With a kiss closer to death
When I was
little I could not stand the tick of the clocks. And this was not
because I had troubles with getting asleep or with my nerves, but
because the clock reminded me about the existence of time. Every tic-tac
was similar for me with a knock at the gates of death. When I lied down
in bed and only the shape of the window could be seen in the dark, then
the tick of the clock was resembling to the noise of the wheels of a
train which was bringing me to the death. One tic-tac was so short but
it was enough to plunge me into an overwhelming sadness, into a sadness
from which I did not believe to get out ever. It was awful to know that
I could not bring back the time of my life at least with a single
tic-tac. I was eating my heart out feeling how that monotone and sad
sound disappears for ever and irrecoverably into the non-existence.

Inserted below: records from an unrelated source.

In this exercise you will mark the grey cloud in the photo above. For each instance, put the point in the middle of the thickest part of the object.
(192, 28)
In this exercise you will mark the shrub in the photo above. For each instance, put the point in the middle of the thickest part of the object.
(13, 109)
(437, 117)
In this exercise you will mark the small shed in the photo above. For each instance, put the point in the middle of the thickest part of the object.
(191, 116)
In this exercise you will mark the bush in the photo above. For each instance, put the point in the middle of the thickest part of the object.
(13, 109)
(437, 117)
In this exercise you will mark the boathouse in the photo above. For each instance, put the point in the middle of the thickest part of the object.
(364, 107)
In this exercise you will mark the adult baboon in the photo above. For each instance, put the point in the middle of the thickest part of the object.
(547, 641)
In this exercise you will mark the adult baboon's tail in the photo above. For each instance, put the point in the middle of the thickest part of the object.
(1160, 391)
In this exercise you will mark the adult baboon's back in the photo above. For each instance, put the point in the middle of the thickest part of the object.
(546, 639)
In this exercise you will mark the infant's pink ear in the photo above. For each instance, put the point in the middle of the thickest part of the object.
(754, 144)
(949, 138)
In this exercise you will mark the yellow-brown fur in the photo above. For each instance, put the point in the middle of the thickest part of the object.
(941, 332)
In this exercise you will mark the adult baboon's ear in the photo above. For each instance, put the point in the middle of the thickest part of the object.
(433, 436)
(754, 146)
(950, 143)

I was especially living again this feeling in the evening, when I
was going to bed. But the true sadness and loneliness was overwhelming
me in the foreign houses, even at my grandmother, where a big soviet
clock got me off to sleep. Then I was thinking how depressive it would
have been to hear this kind of clocks all the day, but at the same time
I was realising that they tick even when I do not hear them. Whatever I
was doing, wherever I was going, the time was passing.
The only
meaning that I was still seeing was to observe most attentively the
passing of the time, to register, to explain it. It was the most painful
occupation of my life, but it was not in vain.
I began to see the
passing of time in everything: in leafs that fell or just moved, in
every change, in every word or gesture that were suddenly swallowed by
the past as by a swarm of piranhas. I myself was helpless and motionless
in the front of the past which was swallowing me little by little.
The passing of time can be measured by everything. I measured it by
the clothes from which I grew out, by the people who died or married.
Nothing can stop the passing of time. Even those in love can say: we are
with a touch closer to death, with an embrace, with a kiss closer to
death.
We are always closer. Many times I catch myself on the same
thought during the Liturgy, when the priests and deacons give to each
other the kiss of forgiveness and love before receiving the Eucharist,
the Body and the Blood of Christ. Then they embrace and, kissing one
another on the shoulder, say “Christ is among us”, and the other replies
“He is and will”.
How wonderful! Then they are really with a kiss
closer to death, but also closer to Life. For one thing I pray then,
that this kiss bring me closer, particularly, to Life and not to death.